Les temps étaient mûrs pour passer à la vitesse supérieure, à savoir l’équipement d’une falaise importante où nous pourrions mettre en pratique notre conception d’une escalade pour tous les niveaux dans les mêmes conditions de protection, que seuls les grimpeurs de TD pouvaient trouver dans les autres falaises. Mais pour ce faire il fallait une falaise « à nous », libre d’équipement où personne ne revendiquerait un droit de priorité. C’est l’idée que j’ai avancée à une réunion de bureau de la CFM (en 1973 ou début 1974). L’innovation n’était pas dans l’équipement sûr pour tous les niveaux, il avait déjà été testé avec succès avant, mais dans la création d’un modèle de falaise « pour tous les niveaux » qui puisse servir d’exemple et prouver le réalisme de notre conception d’une pratique « en responsable ». Ce qui impliquait que cette falaise puisse offrir des voies non seulement faciles et bien équipées, mais aussi des voies difficiles comme on en trouvait partout. C’était nécessaire pour que l’on ne nous marginalise pas comme grimpeurs de seconde zone qui n’auraient été capables que d’équiper des voies faciles parce qu’ils ne pouvaient grimper que des voies faciles. Il fallait montrer que nous avions le niveau pour grimper des voies difficiles ET que nous voulions aussi offrir des voies faciles bien équipées[4]. Bref qu’Hauteroche proposait un nouveau type de falaise, différente de celles qu’on trouvait ailleurs. Que cet « exemple » ait été suivi, il suffit d’aller dans n’importe quelle falaise moderne pour voir que l’équipement selon cette idée d’une protection indépendante du niveau de la voie est aujourd’hui généralisé dans le monde entier[5].
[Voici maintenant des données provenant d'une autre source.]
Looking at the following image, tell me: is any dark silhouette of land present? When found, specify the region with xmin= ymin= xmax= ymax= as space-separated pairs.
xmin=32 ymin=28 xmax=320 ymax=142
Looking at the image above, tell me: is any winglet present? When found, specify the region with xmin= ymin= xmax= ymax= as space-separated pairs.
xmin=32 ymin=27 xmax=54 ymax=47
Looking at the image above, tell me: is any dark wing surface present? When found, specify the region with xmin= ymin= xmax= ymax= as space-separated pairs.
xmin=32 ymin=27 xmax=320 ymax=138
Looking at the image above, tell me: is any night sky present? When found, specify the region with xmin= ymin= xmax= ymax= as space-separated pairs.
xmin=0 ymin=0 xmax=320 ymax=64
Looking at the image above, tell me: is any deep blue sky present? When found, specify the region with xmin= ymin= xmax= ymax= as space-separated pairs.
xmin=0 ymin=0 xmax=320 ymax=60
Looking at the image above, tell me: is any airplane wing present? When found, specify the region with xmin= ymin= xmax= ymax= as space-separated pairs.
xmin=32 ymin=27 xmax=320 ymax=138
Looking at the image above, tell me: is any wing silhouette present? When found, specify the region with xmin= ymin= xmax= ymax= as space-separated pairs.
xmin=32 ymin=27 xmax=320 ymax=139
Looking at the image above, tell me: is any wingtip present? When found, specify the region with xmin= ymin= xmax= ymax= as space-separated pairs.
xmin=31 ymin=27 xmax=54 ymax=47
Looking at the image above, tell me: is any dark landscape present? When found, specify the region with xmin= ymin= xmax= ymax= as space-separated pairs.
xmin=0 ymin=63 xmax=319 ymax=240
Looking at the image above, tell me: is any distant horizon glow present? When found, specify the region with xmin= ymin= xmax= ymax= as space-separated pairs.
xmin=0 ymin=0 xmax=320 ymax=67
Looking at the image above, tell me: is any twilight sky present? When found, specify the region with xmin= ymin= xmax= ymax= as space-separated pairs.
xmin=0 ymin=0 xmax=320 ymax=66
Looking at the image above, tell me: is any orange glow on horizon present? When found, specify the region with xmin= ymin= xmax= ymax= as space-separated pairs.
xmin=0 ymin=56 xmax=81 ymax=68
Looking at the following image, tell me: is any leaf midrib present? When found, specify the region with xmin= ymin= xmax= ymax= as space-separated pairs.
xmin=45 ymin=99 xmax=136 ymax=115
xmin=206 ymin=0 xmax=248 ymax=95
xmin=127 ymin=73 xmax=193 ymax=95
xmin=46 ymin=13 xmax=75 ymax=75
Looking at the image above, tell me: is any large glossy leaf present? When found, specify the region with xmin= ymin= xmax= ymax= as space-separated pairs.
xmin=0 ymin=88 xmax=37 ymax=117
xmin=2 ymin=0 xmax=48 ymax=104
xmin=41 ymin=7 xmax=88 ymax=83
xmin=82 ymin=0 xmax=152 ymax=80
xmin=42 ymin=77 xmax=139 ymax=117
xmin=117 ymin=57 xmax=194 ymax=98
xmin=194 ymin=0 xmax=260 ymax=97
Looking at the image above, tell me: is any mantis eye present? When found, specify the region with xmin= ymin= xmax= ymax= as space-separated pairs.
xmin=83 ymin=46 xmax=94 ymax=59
Qu’est-ce qui explique ce succès planétaire de la normalisation de l’équipement des falaises ? Avant de proposer une réponse à cette question, je dois faire deux remarques. Tout d’abord si la norme d’équipement est maintenant généralisée, l’existence de voies vraiment faciles, grimpables en tête par de vrais débutants, reste peu fréquente. C’est le combat que j’ai perdu à la FFME et qui m’a valu d’en être éjecté. Je voulais que le comité sportif escalade engage des actions d’équipement de voies faciles dans toutes les falaises équipées et je n’ai pas été suivi. Ensuite, si Hauteroche a été copiée quant à sa conception de l’équipement systématisé, ça n’a pas été sans débats. Pépito cite un extrait d’un site en 2018 qui la qualifie « d’Old School », nécessitant un « esprit d’engagement pour grimper "à la limite" », notant également que « certains n’apprécient pas outre mesure », alors qu’à son ouverture et après la publication du topo en 1979, le guide du Cosiroc notait que certains (les mêmes ?) la trouvaient suréquipée. Les années passent et la FSGT a toujours tort pour « certains » !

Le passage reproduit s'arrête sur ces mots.